If Campos, Ronen and Fielder were all part of a conspiracy that culminated with the Podell payout this week, then that might be a way to toll the statute of limitations and rope them into any federal criminal prosecution.
The nerve, indeed — those pesky housing developers!
Developers make the community better — plain and simply — by creating new places for people to live; which tempers the rising costs of housing for everyone.
The fact of the matter is that 5+ decades of developer-bashing NIMBY-led anti-housing policies has led to chronic housing scarcity in SF (and throughout the Bay Area and coastal CA) — resulting in runaway housing costs.
Housing developers should not be subject to extortion any more than farmers (that provide the food that you eat) should be.
This kind of extortive behavior is actually quite Trumpian — except that in SF it’s largely coming from the left-end of the political spectrum.
So unless you built the home that you live in, then you live in housing that was created by a developer. (Then again, even if you built your own home, you too — by definition — are a developer.)
In order to build in this city, you have to bribe someone….
Whether this was a legally binding agreement or an example of government extortion remains a point of significant dispute.
Supervisor Campos secured this substantial financial commitment,
at a time when his vote was necessary for approval.
If accurate, these circumstances raise serious legal and ethical concerns.

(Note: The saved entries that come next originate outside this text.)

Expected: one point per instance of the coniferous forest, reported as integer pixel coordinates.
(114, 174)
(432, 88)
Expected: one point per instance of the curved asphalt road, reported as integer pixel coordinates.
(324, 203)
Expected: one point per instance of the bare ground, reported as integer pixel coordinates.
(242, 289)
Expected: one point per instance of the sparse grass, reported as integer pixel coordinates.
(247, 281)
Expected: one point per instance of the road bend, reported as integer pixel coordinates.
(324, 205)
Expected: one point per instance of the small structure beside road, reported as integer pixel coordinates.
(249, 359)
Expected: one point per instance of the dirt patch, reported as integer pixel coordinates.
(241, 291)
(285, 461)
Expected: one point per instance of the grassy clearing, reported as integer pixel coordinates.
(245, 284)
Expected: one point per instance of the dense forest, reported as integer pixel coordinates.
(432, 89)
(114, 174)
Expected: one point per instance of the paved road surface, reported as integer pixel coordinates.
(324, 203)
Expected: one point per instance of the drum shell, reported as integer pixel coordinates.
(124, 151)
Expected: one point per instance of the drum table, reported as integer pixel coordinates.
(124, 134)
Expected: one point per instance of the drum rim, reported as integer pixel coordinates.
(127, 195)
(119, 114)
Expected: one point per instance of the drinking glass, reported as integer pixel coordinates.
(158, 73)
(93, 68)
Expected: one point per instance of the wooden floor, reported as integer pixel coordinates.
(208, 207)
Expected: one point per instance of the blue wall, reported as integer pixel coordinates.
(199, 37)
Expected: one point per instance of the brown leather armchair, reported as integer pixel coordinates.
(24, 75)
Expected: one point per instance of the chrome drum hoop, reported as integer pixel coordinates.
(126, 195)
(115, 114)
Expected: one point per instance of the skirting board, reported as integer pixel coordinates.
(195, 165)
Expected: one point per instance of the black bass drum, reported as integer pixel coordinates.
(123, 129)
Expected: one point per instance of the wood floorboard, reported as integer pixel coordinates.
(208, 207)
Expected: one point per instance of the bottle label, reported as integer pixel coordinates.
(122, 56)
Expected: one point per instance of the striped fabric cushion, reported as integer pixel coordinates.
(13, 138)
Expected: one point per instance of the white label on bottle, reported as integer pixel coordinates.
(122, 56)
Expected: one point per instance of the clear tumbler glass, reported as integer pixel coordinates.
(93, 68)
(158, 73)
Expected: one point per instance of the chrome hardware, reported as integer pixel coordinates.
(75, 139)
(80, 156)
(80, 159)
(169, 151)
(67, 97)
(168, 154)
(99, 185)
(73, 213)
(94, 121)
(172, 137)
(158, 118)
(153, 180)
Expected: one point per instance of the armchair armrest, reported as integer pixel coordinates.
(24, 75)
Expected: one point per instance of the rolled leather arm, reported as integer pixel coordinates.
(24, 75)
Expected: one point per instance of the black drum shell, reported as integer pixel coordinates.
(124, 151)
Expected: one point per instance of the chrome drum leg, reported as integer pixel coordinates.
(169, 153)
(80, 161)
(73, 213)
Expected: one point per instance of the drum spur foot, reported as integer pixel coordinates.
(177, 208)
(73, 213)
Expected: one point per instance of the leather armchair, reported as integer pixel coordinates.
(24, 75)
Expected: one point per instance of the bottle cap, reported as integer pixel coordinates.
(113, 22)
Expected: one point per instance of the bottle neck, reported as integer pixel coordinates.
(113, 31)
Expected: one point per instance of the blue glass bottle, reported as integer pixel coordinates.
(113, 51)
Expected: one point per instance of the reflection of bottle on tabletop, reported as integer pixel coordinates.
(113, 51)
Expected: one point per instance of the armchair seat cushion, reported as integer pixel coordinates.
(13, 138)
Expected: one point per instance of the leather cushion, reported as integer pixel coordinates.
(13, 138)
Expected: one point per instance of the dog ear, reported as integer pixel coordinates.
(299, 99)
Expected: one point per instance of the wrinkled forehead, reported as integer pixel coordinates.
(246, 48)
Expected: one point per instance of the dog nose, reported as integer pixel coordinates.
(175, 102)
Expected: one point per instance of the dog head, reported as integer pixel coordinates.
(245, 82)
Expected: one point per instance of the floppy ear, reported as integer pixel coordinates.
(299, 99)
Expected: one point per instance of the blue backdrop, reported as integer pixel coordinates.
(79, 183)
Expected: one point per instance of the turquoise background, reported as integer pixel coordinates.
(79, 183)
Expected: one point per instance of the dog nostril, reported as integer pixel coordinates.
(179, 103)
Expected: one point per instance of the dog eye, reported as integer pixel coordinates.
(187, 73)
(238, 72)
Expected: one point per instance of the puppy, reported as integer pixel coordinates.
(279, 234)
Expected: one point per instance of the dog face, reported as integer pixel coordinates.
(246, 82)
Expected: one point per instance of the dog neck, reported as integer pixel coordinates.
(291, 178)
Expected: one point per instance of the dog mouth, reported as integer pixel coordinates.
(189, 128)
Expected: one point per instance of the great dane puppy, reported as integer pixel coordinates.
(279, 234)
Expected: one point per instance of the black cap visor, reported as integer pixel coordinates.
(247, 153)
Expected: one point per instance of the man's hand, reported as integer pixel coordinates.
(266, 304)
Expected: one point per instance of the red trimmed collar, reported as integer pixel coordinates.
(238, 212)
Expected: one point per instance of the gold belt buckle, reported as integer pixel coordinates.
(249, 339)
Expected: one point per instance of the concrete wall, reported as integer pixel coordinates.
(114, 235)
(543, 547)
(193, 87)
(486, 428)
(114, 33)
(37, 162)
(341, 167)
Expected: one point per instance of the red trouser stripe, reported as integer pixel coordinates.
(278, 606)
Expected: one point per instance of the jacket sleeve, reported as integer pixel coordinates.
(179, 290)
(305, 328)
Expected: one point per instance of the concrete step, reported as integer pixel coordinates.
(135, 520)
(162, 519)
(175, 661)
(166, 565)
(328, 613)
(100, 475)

When an elected official seeks financial commitments from an applicant whose project depends on that official’s vote, it creates at minimum the appearance of quid pro quo decision-making and potential misuse of discretionary authority.
Excellent. Thank you Jackie for holding him accountable on his promises to the community!
Developers is gangsters.
Object lesson: put it in writing with a contract. Who’s disbursing what amount of funds, on what date or milestone, contingent on what, and what consequences will ensure if either party defaults.
‘Extortion “under color of official right” under the Hobbs Act (18 U.S.C. § 1951) occurs when a public official wrongfully uses their office’s authority to obtain money or property not due to them, often in exchange for official acts. It does not require explicit threats or force, as the misuse of office itself constitutes the coercion.’
Just like the trump administration…
Exactly!
There was never a contract.
It appears there was never a formal contract. But rather a verbal agreement made between Campos and developer on the eve of Campos’s vote. Later an email was sent to confirm the extorted pledge, but there was never a signature. Not sure how any of this is legal? D9 supervisors sound more like an organized crime ring.
It’s obvious that there was not a contract. Hence my suggestion that they should have put it in writing with a contract.
Whether in “writing” or not, making the project’s approval contingent on getting the developer to pony up $500K — for whatever the purpose — is extortion.
When a public official does it, it’s a federal crime called “honest services fraud”
https://en.wikipedia.org/wiki/Honest_services_fraud
Doesn’t make any difference if the official pocketed the funds themselves or had them directed to some other entity — including a “community group”.